To validate real-world performance, Western Digital partnered with SDS provider PEAK:AIO and used high-performance KIOXIA CM7-V Series NVMe SSDs in the OpenFlex Data24 system, enabling sustained data delivery across multiple simulated GPU nodes
Western Digital has announced its MLPerf Storage V2 benchmark results, highlighting the high-performance capabilities of its OpenFlex Data24 4000 Series NVMe-oF Storage Platform for demanding AI workloads. The results validate the solution’s efficiency, scalability, and cost-effectiveness in supporting modern AI infrastructure.
As AI applications grow more complex and compute-intensive, ensuring that storage systems can keep pace has become critical. Western Digital’s OpenFlex Data24 platform extends NVMe flash performance over Ethernet fabrics, delivering low-latency shared storage designed for disaggregated and scalable AI environments. By allowing compute and storage to scale independently, it enables more flexibility and efficiency in AI deployments.

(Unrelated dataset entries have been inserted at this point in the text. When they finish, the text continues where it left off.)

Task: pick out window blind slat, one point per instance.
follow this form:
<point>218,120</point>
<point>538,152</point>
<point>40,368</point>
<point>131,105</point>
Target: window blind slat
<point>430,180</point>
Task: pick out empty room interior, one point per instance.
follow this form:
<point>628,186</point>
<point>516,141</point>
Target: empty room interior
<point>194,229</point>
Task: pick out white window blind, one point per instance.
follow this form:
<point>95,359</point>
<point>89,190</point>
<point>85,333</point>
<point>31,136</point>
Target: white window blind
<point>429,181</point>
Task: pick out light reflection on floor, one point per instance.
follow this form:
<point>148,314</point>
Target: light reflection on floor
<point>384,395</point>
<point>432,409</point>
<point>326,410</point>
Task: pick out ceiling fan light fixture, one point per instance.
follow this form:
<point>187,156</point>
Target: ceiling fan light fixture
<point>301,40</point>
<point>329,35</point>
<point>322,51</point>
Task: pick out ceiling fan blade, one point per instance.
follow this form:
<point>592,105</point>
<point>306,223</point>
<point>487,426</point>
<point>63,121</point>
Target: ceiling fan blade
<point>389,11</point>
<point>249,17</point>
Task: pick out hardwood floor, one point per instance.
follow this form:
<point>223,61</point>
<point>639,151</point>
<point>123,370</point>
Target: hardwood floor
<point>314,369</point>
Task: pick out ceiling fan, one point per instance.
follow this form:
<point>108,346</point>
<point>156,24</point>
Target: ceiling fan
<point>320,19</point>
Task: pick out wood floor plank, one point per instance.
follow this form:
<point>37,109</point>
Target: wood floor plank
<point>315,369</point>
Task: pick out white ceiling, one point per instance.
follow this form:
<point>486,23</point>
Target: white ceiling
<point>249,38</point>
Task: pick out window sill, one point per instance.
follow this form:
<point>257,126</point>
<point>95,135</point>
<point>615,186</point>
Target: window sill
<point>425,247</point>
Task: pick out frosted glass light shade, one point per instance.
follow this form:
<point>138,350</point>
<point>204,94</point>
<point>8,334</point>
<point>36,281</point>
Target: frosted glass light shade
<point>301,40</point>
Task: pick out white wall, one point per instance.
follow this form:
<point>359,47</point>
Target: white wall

To ensure the solution meets real-world demands, Western Digital collaborated with software-defined storage (SDS) provider PEAK:AIO and used KIOXIA CM7-V Series NVMe SSDs for the benchmark. These SSDs, known for high performance under heavy AI workloads, enabled sustained data delivery to multiple simulated GPU nodes when deployed in the OpenFlex Data24 system.
Benchmarking next-gen AI storage
The MLPerf Storage V2 benchmark, a recognized industry standard, evaluates storage system performance under AI training workloads using simulated GPU client nodes. Two key AI benchmarks—3D U-Net and ResNet-50—were used to measure throughput, latency, and concurrent access performance.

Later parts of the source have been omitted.